Han’ın ardından yönetime gelen Şahbaz Şerif, Pakistan’ın en zengin ailelerinden olan Şerif’lerin bir üyesi ve büyük bir çelik şirketinin sahibi. Şerif ve partisi olan Pakistan Müslüman Ligi (Nawaz) hakkında pek çok sayıda yolsuzluk davası vardı. Ancak Şerif’in başbakan seçilmesinin ardından bir savcının kalp krizi sonucu ölmesi, olayları araştıran bir gazetecinin Pakistan’dan kaçtığı Kenya’da öldürülmesi ve diğer davaların düşürülmesi halkta tepki yaratarak Han’a olan desteği arttırdı.
Ekim’deki seçimler
Bu desteğin devam etmesi halinde Ekim’de yapılacak olan genel seçimlerde İmran Han’ın ezici bir çoğunlukla yeniden başbakan olması kaçınılmaz. Yerel kaynaklar Han’ın tutuklanmasının ardında destekçilerinin şiddet eylemlerine yönlendirilerek PTİ’nin kapatılması ve eski başbakana siyasi yasak getirilmesi amacının olduğunu iddia ediyor.

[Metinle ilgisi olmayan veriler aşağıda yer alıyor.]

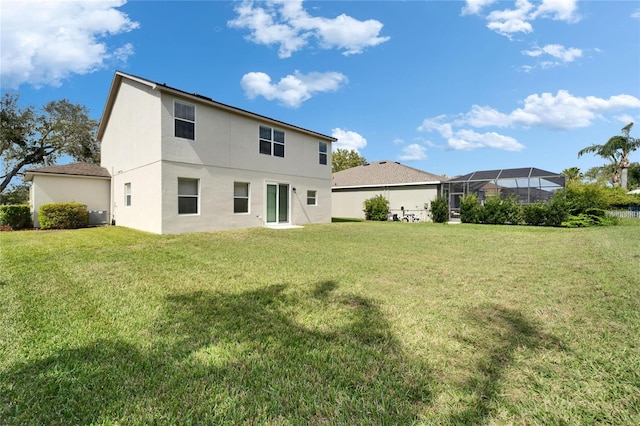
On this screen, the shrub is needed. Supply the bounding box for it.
[502,197,522,225]
[522,201,547,226]
[460,194,480,223]
[429,195,449,223]
[562,213,619,228]
[554,183,609,216]
[545,191,571,226]
[364,194,389,220]
[0,204,33,230]
[480,196,507,225]
[38,203,89,229]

Tutuklamanın ardından başlayan eylemlerin ve şiddetin boyutu bu olasılığı destekler nitelikte. Göstericiler Askeri merkezleri, Başbakan Şerif’in evini ve kamu kurumlarını ateşe verirken ülke genelinde mobil veri akışını durduran hükümet eylemlere ordu ile müdahale ediyor. Sosyal medya’da müdahaleler sırasında askerlerin göstericilere ateş açtığına dair iddialar dillendiriliyor.

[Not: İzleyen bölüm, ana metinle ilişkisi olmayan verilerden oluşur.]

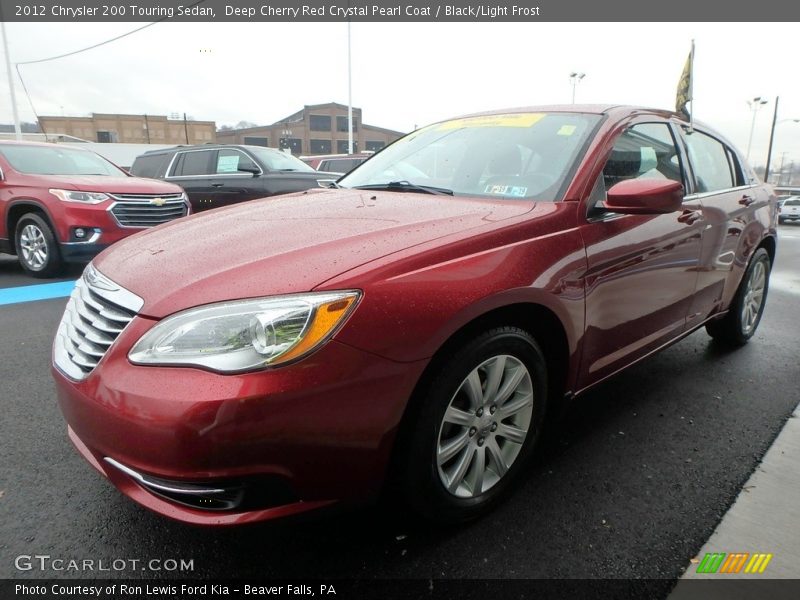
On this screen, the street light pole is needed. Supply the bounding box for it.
[347,21,353,154]
[747,96,769,162]
[569,71,586,104]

İngiltere’de ise Pakistan kökenli vatandaşlar İmran Han’a birşey olması halinde “Amerikan ajanlarını” bulup öldüreceklerine dair ant içiyor.
İskoçya’nın Pakistan kökenli yeni başbakanı Humza Yousaf da sosyal medya hesabından bir açıklama yaparak, Pakistan’da “hukukun üstünlüğü ve demokrasi ilkelerine saygı gösterilmesi çağrısı” yaptı.
Ne olacak?
Krizin nereye varacağına dair ise öngörüde bulunmak mümkün değil. Anayasa Mahkemesi İmran Han’ın tutukluğunu haksız bularak salıverilmesi kararı verebilir. Bu durum eylemlerin önünü biraz alacak olsa da halk arasında ordu ve askerlere karşı tepki durulacak gibi görünmüyor.
Han’ın tutukluğunun devam etmesi veya öldürülmesi durumunda ise protestoların şiddetinin artacağı kesin. Bu, sonu askeri cuntaya giden bir destabilizasyona sebep olabilir. Ancak özellikle Amerika’nın Afganistan’dan çekildiği bu günlerde Pakistan, Amerikan müttefiği konumu ile stratejik olarak çok kritik bir öneme sahip.
Önümüzdeki günler Pakistan’ın kaderini belirleyecek gibi görünüyor: Yolsuzlukla boğuşan İslami Demokratik bir devlet mi, askeri bir cunta mı?